Percobaan pemanfaatan limbah kopi pada ayam pernah dilakukan Muryanto, Nuschati, Pramono dan Prasetyo (BPTP Jawa Tengah) pada tahun 2004. Limbah kulit kopi mengandung protein kasar 10,4 persen atau hampir sama dengan bekatul. Sedangkan kandungan energi metabolisnya 3.356 kkal/kg.
Hasil penelitian BPTP (2004) menunjukkan, penggunaan limbah kulit kopi sebanyak lima persen dari total ransum ayam hibrida tidak berpengaruh negatif terhadap produktivitas ayam. Artinya, meski tidak terlalu banyak, bisa menekan biaya pengeluaran peternak.
Amoniasi
Salah satu kendala pemanfaatan kulit kopi sebagai pakan ternak adalah kandungan serat kasarnya yang tinggi (33,14%), sehingga tingkat kecernaannya sangat rendah. Dengan proses amoniasi, tingkat kecernaan kulit kopi bisa ditingkatkan.
Bukan hanya itu, amoniasi kulit kopi juga dapat meningkatkan kadar protein serta menghilangkan aflatoksin. Metode ini pernah diteliti sejumlah mahasiswa Fakultas Peternakan Undip (2005), dan sukses diuji coba pada ternak domba.
Bahan yang digunakan dalam pembuatan amoniasi kulit kopi adalah 20 kg kulit kopi kering udara, 1 kg urea, dan 14 liter air. Adapun peranti yang dibutuhkan meliputi timbangan, gelas ukur, terpal plastik, kantong plastik (disesuaikan dengan jumlah bahan), ember, dan pengaduk.
Cara pembuatannya, kulit kopi dihamparkan pada terpal / lembaran plastik berukuran 180 x 200 cm2. Masukkan 14 liter air ke dalam ember, dan masukkan pula 1 kg urea ke dalamnya. Aduk terus sampai semua urea terlarut.
Siramkan larutan urea ke kulit kopi secara merata, kemudian dibolak-balik sampai seluruh bagian kulit basah oleh larutan tersebut.
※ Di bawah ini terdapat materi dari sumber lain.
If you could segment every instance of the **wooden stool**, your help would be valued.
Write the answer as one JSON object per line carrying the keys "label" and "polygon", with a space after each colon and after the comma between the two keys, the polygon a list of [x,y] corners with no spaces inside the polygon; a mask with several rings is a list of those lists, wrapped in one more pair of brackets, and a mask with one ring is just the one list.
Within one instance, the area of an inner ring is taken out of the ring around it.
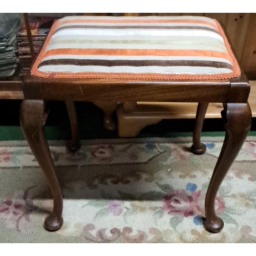
{"label": "wooden stool", "polygon": [[246,138],[251,113],[247,103],[250,86],[215,20],[189,16],[60,19],[49,32],[23,89],[23,131],[53,197],[53,210],[45,221],[49,230],[60,228],[63,220],[62,197],[44,129],[48,100],[66,101],[73,150],[80,144],[75,110],[72,104],[69,108],[69,102],[122,102],[122,110],[128,112],[138,101],[199,102],[191,148],[196,154],[206,150],[200,134],[208,103],[222,103],[227,132],[208,188],[204,222],[211,232],[222,229],[215,198]]}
Masukkan kulit kopi ke dalam plastik kantong (90x 100 cm) secara rangkap, kemudian dipadatkan, dan diikat erat-erat.
Pastikan tak ada kebocoran pada kantong plastik. Setelah empat minggu, amoniasi kulit kopi sudah dapat dibuka. Amoniasi diangin-anginkan selama 1-2 hari, sampai bau menyengat amoniak hilang. Sekarang, hasil amoniasi bisa digunakan sebagai pakan sapi atau domba.
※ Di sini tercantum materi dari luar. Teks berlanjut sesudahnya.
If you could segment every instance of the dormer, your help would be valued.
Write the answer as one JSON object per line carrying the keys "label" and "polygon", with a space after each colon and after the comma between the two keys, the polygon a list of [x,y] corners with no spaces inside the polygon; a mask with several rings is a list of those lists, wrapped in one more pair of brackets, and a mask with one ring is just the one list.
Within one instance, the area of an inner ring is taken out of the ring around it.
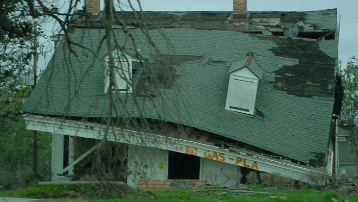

Kulit kopi yang telah diamonasi mempunyai kandungan protein 17,88 %, kecernaan 50 % (semula 40 %), VFA 143 mM (semula 102 mM) dan NH3 12,04 mM (semula 4,8 mM).
Struktur dinding sel kulit kopi juga menjadi lebih amorf dan tidak berdebu, sehingga lebih mudah ditangani. Dalam keadaan tertutup (plastik belum dibuka / dibongkar), bahan pakan yang diamoniasi dapat tahan lama.